July 20, 2007

  • Life Aint That Bad

        I just freed myself from a very negative friendship. For some
    reason--maybe it was from watching TV or some other mass-consumed
    propaganda--there was this ideal imprinted in my head that with every
    split comes sadness. However, any prior beliefs of that have been
    thrown out the window. In fact, after not-so-elegantly burning incinerating this bridge, I have felt much happier and appreciative towards real friends.

        The truth is, I have real friends who will stand up for me instead of
    talk me down behind my back. I have friends who will call me wanting to
    hang out all hours of my life, instead of always making up small
    excuses to avoid contact with me. I have friends who genuinely love me
    as much as I love them, and don't just put up a two-front façade just
    to appease whoever their current company is.

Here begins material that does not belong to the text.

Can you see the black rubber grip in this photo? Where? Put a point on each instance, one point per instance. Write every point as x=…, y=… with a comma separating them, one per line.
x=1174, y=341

        This rift is some sort of blessing; certainly, it was a blessing in
    hideous garb, but a blessing ne'ertheless. Be it my horoscope's lucky
    day, Odin's hanging tree sacrifice for nine days, or even the holy
    touch of Yahweh himself, I'm thankful.

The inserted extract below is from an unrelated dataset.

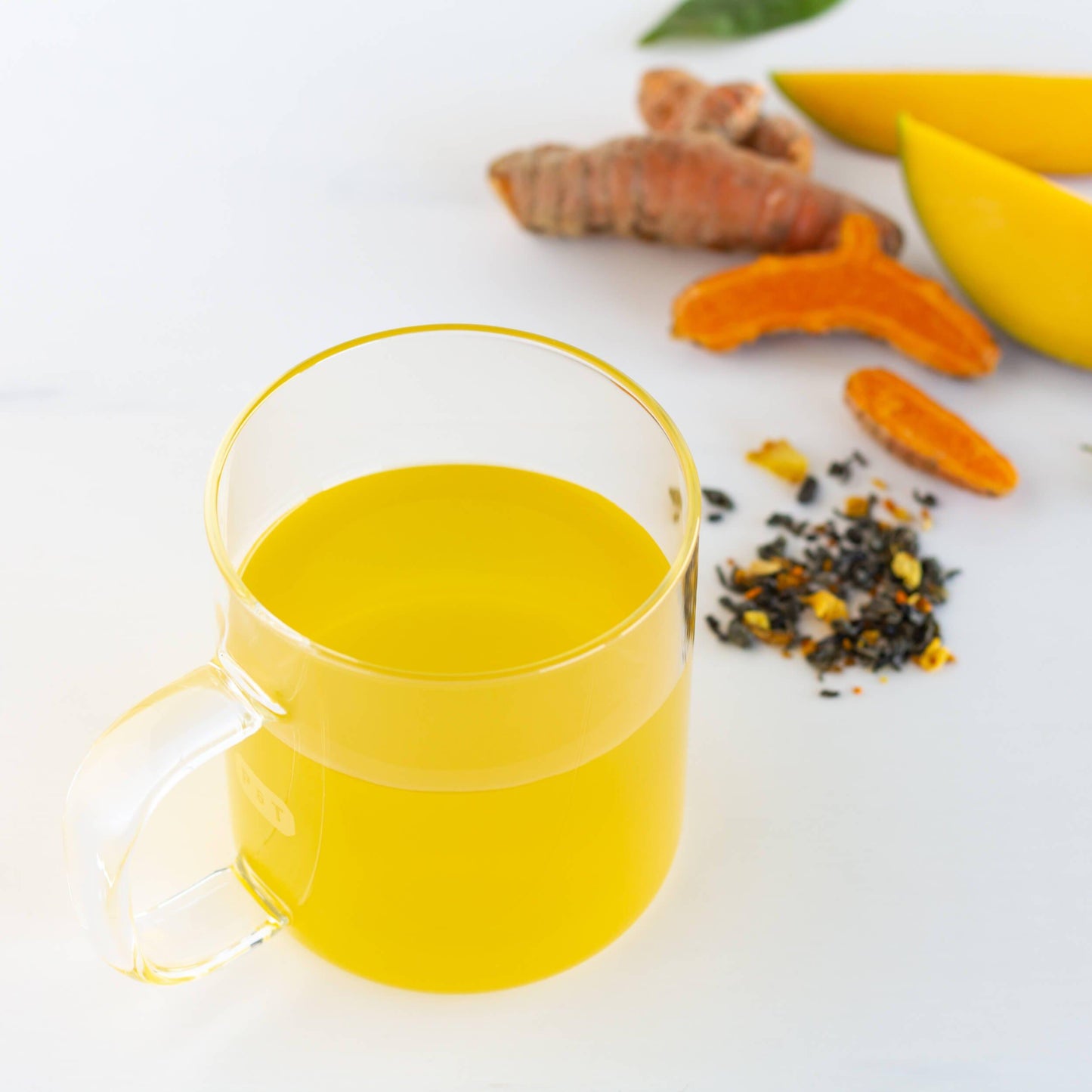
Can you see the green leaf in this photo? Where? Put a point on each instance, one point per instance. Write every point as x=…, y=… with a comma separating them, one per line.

        And maybe I should feel pity on my old acquaintance, if only to repay
    her for the pity she claims to have for me, but I am dwelling on a
    quote by Nietzsche:


    "To show pity is felt as a sign of contempt because one has clearly ceased to be an object of fear as soon as one is pitied."

        This is what keeps me from pitying this girl (who, out of my waning
    respect, shall remain nameless). She is still an object of fear. What
    is truly intimidating about her is how she will cast aside a friendship
    when she has so few friends left. Since high school, she has
    magnificently repelled many of those once considered close to her, and
    now all she has left is a hollow shell where only a faltering romance
    and weak family values dwindle.

        While I do hope she never becomes
    completely alone in the world--as that is a fate I wouldn't wish upon
    even my greatest enemy--I will not be surprised when I find that day
    come around. To quote Electric Light Orchestra's "Evil Woman": "You made the wine, now you drink the cup."